Initial value problem for a system of ODEs with two parameters

Question

Consider the following initial value problem for the autonomous system of ODEs \begin{equation}%%\label{eqn: } \begin{cases} %\vspace{3mm} x'(t)=y(t),\; t>0,\\ %\vspace{3mm} y'(t)=-\frac{\displaystyle x(t)}{\displaystyle\sqrt{1+c_1+x^2(t)}}\,y^2(t)-\big(1-\sqrt{1+c_1+x^2(t)}\big)\,x(t),\; t>0,\\ x(0)=0,\; y(0)=k, \end{cases} \end{equation} where $c_1$, $k$ are parameters. I'd like to find $c_1>-1$ and $k\in\mathbb{R}$ such that a nontrivial solution $(x(t),y(t))\not\equiv (0,0)$, $t>0$ exists and satisfies the additional condition $x(1)=0$. My idea essentially is "try and error", i.e. choose some $c_1$ and $k$ and use numerics to find $(x(t),y(t))$. However, I failed to find such $c_1$ and $k$ and this seems not a systematic approach and is not so efficient. Such problem belongs to the so-called inverse problems, controllability problems, or other kinds of problems? Or I may refer to some references or papers related to this kind of problems? Thanks!

Answer 1

The best thing to do is to analyse the system using a dynamical systems perspective. That is, to (1) find all equilibria of the system, and (2) to classify the behaviour of these equilibria.
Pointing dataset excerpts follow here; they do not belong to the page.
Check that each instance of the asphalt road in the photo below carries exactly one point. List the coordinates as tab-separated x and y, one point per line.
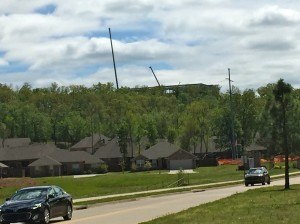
144	209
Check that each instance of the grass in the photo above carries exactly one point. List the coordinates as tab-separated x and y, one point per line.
117	183
264	205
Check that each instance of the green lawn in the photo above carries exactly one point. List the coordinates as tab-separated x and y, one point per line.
264	205
116	183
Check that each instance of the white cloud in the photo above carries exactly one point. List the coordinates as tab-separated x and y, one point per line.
198	40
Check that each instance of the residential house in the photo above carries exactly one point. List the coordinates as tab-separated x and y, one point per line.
63	162
158	153
165	155
90	144
14	142
3	170
18	158
112	156
181	159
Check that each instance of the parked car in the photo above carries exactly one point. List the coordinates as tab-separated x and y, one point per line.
257	175
37	204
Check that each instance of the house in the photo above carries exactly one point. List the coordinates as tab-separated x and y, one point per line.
3	170
63	162
181	159
112	156
90	144
165	155
14	142
18	158
45	166
45	159
158	153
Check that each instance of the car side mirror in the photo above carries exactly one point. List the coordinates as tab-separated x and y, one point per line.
51	196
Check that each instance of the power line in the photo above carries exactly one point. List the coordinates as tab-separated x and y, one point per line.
113	56
154	76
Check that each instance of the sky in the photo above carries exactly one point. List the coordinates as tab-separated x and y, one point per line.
191	41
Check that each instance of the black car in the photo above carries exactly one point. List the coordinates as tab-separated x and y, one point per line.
36	204
257	175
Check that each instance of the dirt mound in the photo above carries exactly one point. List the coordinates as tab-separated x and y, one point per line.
17	182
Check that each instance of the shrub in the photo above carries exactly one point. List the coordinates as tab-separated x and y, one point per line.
148	165
133	167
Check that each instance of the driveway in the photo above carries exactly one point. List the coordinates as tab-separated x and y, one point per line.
144	209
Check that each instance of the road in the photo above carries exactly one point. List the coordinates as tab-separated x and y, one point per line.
144	209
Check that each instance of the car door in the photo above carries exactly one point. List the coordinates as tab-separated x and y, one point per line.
61	205
53	202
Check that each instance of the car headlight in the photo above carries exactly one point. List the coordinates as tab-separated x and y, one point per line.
37	206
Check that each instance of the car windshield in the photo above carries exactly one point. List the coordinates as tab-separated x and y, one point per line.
255	171
28	194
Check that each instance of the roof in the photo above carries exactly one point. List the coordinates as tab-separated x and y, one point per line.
65	156
3	165
162	149
45	161
14	142
212	146
112	150
90	141
255	147
139	157
30	152
181	155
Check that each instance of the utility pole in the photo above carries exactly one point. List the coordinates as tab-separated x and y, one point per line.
233	148
154	76
112	52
As you easily infer from the ODEs, the equilibria of the system are the solutions of the equations \begin{align} y &= 0,\\ x\left(1 - \sqrt{1+c_1+x^2}\right) &= 0. \end{align} the last equation is satisfied if either $x=0$ or \begin{equation} 1+c_1 + x^2 = 1 \;\Rightarrow x^2 = -c_1. \end{equation} So, for $c_1>0$, only the trivial equilibrium $(x,y)=(0,0)$ exists, whereas for $-1<c_1<0$, three equilibria exist, and the two nontrivial equilibria are found at $(x,y) = (\pm \sqrt{-c_1},0)$.
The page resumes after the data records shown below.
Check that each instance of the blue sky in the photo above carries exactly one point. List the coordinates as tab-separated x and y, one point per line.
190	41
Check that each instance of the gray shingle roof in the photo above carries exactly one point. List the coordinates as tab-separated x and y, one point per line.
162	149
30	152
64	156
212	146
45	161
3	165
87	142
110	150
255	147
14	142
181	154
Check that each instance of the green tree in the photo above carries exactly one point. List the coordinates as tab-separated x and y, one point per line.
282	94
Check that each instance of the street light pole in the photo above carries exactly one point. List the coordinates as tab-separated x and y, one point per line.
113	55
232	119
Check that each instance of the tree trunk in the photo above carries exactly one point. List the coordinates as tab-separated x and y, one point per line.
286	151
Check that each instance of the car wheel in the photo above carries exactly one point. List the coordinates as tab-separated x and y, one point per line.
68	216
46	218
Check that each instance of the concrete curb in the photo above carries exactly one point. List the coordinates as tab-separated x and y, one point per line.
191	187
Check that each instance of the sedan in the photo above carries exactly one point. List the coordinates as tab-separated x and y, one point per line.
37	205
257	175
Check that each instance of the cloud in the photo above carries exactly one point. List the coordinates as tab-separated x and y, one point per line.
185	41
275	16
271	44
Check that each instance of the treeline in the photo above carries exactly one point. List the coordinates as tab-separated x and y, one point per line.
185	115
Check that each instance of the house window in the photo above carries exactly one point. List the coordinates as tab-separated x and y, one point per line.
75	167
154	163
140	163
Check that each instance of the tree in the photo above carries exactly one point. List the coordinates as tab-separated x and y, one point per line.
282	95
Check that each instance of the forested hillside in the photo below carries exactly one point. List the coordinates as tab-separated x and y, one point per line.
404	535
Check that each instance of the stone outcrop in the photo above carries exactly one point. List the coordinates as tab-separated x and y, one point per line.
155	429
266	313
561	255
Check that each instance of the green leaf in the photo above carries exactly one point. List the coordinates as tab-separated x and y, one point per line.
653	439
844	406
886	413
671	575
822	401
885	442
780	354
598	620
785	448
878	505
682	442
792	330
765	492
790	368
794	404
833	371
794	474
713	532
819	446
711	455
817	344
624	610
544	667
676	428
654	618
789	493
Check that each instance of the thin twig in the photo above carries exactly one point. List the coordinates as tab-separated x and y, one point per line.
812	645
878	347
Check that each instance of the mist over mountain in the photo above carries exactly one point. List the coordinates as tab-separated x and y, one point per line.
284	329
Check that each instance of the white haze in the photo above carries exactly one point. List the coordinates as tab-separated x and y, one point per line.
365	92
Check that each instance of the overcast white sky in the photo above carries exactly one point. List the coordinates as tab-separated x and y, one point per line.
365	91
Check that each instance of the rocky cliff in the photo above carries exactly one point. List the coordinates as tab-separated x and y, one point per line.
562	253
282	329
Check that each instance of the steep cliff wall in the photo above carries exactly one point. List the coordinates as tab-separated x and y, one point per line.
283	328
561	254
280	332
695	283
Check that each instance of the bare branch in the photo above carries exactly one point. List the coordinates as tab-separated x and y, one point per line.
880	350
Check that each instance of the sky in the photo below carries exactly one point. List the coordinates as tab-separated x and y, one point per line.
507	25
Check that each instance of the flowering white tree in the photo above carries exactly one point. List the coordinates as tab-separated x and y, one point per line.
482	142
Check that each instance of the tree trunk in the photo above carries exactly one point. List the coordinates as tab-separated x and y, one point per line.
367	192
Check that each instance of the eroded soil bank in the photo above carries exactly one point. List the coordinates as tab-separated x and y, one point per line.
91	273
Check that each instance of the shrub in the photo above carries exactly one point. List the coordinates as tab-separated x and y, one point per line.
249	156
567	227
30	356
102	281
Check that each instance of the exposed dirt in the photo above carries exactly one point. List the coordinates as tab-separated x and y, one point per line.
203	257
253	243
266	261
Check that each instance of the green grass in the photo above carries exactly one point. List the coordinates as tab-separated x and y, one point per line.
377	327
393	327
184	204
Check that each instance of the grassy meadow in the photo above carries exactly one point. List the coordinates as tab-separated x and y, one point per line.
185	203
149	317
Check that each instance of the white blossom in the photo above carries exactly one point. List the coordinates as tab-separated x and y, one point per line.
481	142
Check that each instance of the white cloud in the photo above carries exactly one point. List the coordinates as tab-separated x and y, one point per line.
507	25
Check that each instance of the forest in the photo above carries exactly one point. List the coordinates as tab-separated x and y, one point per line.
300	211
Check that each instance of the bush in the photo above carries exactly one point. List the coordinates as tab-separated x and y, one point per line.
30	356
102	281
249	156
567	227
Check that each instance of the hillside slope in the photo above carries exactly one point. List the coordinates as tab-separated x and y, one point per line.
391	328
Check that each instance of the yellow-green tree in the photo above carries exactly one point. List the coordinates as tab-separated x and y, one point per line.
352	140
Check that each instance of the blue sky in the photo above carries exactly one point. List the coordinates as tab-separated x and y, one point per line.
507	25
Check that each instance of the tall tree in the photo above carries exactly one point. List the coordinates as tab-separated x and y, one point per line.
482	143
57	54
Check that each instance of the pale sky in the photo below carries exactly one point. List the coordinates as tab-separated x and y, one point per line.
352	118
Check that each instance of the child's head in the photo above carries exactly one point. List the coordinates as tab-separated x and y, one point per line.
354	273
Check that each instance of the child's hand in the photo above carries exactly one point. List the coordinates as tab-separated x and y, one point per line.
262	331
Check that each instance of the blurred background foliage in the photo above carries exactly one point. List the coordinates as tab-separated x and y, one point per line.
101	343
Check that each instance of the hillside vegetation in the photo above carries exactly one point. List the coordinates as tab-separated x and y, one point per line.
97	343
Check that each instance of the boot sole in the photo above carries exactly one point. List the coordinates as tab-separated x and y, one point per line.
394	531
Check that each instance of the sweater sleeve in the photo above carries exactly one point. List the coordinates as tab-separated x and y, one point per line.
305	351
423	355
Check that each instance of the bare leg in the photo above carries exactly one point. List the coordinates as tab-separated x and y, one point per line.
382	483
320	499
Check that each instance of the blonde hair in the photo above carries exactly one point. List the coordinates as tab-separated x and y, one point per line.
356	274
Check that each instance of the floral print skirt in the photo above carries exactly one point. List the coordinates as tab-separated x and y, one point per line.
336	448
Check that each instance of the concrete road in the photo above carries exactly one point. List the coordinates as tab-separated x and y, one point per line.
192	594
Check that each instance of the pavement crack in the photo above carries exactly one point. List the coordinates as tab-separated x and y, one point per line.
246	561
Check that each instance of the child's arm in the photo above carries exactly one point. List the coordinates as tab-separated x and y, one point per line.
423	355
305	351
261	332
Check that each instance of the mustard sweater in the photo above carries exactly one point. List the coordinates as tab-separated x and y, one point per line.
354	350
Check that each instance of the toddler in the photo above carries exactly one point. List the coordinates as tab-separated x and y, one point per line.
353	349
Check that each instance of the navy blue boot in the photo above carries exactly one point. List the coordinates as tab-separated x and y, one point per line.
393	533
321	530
If we linearise the system around the trivial equilibrium, we see that the eigenvalues of the linearisation are given by $\lambda = \pm \sqrt{\sqrt{1+c_1}-1}$. Therefore, for $c_1>0$, the trivial equilibrium is a saddle; for $-1<c_1<0$, the trivial equilibrium is a centre. This is relevant for the following reason: you're looking for an orbit which starts somewhere on the $y$-axis, and which crosses the $y$-axis again at some specified later time ($t=1$). From the phase plane for $c_1>0$, it is immediately clear that no such orbit exists.
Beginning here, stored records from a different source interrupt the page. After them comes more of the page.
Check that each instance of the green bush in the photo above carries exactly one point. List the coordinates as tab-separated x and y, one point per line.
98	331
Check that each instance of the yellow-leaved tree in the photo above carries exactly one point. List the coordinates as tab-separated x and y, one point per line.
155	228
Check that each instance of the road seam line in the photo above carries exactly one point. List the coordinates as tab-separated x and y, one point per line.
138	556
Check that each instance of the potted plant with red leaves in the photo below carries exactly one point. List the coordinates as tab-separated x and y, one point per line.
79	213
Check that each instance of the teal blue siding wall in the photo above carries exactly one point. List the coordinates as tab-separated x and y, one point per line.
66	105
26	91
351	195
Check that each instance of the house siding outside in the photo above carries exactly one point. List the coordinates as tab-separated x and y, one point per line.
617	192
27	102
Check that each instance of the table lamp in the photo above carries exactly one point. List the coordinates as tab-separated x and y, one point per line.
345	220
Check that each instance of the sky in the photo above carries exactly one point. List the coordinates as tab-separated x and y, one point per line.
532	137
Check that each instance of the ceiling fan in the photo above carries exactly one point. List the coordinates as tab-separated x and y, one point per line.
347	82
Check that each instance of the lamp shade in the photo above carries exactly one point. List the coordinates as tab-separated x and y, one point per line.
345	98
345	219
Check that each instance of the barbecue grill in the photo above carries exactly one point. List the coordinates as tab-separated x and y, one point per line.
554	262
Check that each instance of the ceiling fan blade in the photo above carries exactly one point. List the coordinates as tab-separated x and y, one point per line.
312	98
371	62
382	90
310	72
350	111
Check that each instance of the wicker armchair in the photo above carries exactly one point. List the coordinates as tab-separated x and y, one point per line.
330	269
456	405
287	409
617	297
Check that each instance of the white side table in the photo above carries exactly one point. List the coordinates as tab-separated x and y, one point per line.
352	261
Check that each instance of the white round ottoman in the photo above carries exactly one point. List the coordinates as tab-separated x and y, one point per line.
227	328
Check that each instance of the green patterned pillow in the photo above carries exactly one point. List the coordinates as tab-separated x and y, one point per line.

However, for $-1<c_1<0$, any orbit found in between the two nontrivial equilibria is closed, i.e. periodic, and therefore crosses the $y$-axis infinitely many times.

This will definitely give you more insight in the possible values of $c_1$ and $k$.

Note 1: The phase plane figures are made with the java-applet PPlane.

Note 2: You can do a lot more analysis on this system, to get more explicit expressions, etc. However, as you're interested in numerics, I'll leave that for now.

Answer 2

$$\begin{cases} %\vspace{3mm} \frac{dx}{dt}=y(t),\; t>0,\\ %\vspace{3mm} \frac{dy}{dt}=-\frac{\displaystyle x(t)}{\displaystyle\sqrt{1+c_1+x^2(t)}}\,y^2(t)-\big(1-\sqrt{1+c_1+x^2(t)}\big)\,x(t),\; t>0,\\ x(0)=0,\; y(0)=k, \end{cases}$$ $$y\frac{dy}{dx}=-\frac{x}{\displaystyle\sqrt{1+c_1+x^2}}\,y^2-\big(1-\sqrt{1+c_1+x^2}\big)\,x,\;$$ With $\:Y=y^2\:$ : $$\frac{dY}{dx}=-2\frac{x}{\sqrt{1+c_1+x^2}}\,Y-2\big(1-\sqrt{1+c_1+x^2}\big)\,x$$ With $\:X=x^2\:$ : $$\frac{dY}{dX}=-\frac{1}{\displaystyle\sqrt{1+c_1+X}}\,Y-\big(1-\sqrt{1+c_1+X}\big)\;$$ This linear ODE is easy to solve. The solution is : $$Y(X)=2+c_1+X-2\sqrt{1+c_1+X}+Ce^{-2\sqrt{1+c_1+X}}$$

The equation of the trajectory is : $$y(x)=\pm\sqrt{2+c_1+x^2-2\sqrt{1+c_1+x^2}+Ce^{-2\sqrt{1+c_1+x^2}}}$$

In order to know the time at each position on the trajectory, one have to integrate :

$\frac{dx}{dt}=y(x)\:$ then $\:dt=\frac{dx}{dy(x)}$ $$t=\int \frac{dx}{ \sqrt{2+c_1+x^2-2\sqrt{1+c_1+x^2}+Ce^{-2\sqrt{1+c_1+x^2}}} }$$